Dans le couloir, montée efficace en file indienne, tellement il y avait de monde, une personne a commencé à dévisser juste au dessus de nous. Nous avons du l'aider à se remettre et a poursuivre son ascension , seulement equipée de "crampons" à élastique, qui englobe la chaussure, vous voyez ...les toutes petites pointes ...
Bref.
Col, avec vue magnifique.
Il fait beau, chaud, on est bien .
On attaque la descente, dans une très bonne neige, nous restons rive gauche
Je ne suis jamais descendu a ski du col du Passon, je fais donc confiance à ceux qui me précède.
A hauteur des seracs du Tour sur notre droite, on tire bien a gauche ( bien trop à gauche ) dans une grande traversée, où l'on perçoit des signes de purges de neige humide et lourde, ça part facilement sous nos skis, nous sommes prudent et attentif à ce qui nous entoure.
On cherche notre chemin, les 4 autres devant nous, nous indique que c'est bon, que ça passe , on se retrouve dans les vernes, dans cette neige bien pourrie. Et finalement ça passe pas si bien que ça une fois dedans, la sortie en bas, est bien raide, et peteuse mine de rien, surtout pour ma copine, qui n'a pas vraiment l'habitude de se retrouver dans de tels endroits !
Je décide de déchausser, de prendre tout son matos skis et je descend rapidement par une langue de neige raide mais ça fait .
Je dépose tout le matos, mon sac a dos, les deux paires de skis, et remonte aider ma copine a descendre, en lui chaussant d'abord ses crampons et son piolet en main.
C'est là que l'ambiance change d'un coup, une avalanche de neige lourde tel un torrent devalle au dessus de nos têtes, et nous passe a quelques mètres , là où je venais de passer pour descendre et remonter vers elle quelques instants plus tôt !
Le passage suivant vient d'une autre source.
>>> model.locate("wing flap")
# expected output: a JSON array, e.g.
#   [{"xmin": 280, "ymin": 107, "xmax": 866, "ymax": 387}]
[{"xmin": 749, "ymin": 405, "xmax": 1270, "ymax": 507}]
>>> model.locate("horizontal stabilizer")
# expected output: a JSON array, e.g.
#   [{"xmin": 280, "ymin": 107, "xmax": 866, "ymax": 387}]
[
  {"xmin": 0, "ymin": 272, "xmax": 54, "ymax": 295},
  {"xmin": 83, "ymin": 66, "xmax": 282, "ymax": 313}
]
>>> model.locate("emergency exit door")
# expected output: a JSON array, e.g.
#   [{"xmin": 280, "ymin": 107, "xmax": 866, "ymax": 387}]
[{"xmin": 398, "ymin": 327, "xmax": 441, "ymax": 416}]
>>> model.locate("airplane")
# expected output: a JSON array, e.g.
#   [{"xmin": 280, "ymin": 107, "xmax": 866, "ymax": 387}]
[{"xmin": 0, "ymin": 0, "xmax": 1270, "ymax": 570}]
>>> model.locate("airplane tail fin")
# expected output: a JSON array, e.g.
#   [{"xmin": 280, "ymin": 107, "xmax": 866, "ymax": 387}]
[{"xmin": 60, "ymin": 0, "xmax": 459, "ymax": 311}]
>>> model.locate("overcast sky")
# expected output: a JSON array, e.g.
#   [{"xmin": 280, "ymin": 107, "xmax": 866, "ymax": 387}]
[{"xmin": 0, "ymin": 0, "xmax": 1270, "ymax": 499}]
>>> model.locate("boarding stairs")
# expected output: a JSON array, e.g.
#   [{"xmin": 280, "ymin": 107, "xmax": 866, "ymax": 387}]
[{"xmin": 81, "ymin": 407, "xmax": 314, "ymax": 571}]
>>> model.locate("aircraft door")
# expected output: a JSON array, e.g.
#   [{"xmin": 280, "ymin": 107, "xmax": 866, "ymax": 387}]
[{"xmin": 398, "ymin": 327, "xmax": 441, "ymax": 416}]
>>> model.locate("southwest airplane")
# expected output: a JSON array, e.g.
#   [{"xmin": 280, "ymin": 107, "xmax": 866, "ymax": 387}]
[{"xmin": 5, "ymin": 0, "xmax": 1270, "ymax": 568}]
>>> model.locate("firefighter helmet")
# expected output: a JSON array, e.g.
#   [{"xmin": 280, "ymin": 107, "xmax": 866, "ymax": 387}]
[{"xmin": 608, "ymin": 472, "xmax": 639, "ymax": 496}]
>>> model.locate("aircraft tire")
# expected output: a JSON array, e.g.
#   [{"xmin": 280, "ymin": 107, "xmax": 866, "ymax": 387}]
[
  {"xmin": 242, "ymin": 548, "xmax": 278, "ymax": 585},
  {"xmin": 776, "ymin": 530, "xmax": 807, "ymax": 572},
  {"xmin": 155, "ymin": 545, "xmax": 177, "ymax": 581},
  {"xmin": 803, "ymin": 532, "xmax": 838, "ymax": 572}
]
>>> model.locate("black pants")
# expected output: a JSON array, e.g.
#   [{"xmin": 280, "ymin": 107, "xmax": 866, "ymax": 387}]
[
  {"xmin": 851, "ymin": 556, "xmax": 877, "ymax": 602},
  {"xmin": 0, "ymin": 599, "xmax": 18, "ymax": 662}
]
Vite vite, faut se barrer, nous ne savons pas trop où sont les 4 autres...
Ma copine ne veut pas prendre le risque de bouger, préfère appeler les secours, elle est tétanisé, j'essais de la rassurer, mais vraiment pas simple .
Une autre avalanches surgit, au dessus de nous, nous nous plaquons sur la pente, accroché à nos piolets et branches qui nous entourés, ça nous passe très près, nous ne recevons que des résidus.
Les secours arrivent, nous helitreuiller, nous dépose au vallons 50 m plus bas, et de l'autre côté de la coulée.
On fait un check , si tout le monde est là, oui, tout le monde est là, sauf un, qui a été blessé et qui est déjà parti vers l'hôpital .
Nous sommes tous sain et sauf, plus de peur que de mal.
Mon matos laissé en bas, est encore visible, il me faut traverser la coulée pour aller récupérer tout ça , le gendarme me dit de laisser tomber, que c'est trop dangereux d'y aller, qu'ils iront le chercher avec l'helico quand il reviendra de Sallanches .
L'helico n'a pas eu le temps de revenir, qu'on entend un énorme bruit, et c'est toute la face qui part en avalanche !
Les gendarmes et nous, de peur qu'elle nous ichoppe, nous mettons a courir pour nous éloigner . Énorme énorme , si nous avions été encore dans la pente, ce coup ci, elle ne nous aurait pas épargnée !
Grosses frayeurs pour nous tous, la belle sortie, ne s'est pas terminée de la meilleure manière.
J'y suis retourné le lendemain matin très tôt, tenté de récupérer le matos, je l'ai retrouvé, non ensevelis, coup de chance .
Allez, oublions cette aventure, restons prudent avec ces températures, de ce qu'on a sous les pieds et de ce qui nous entoure.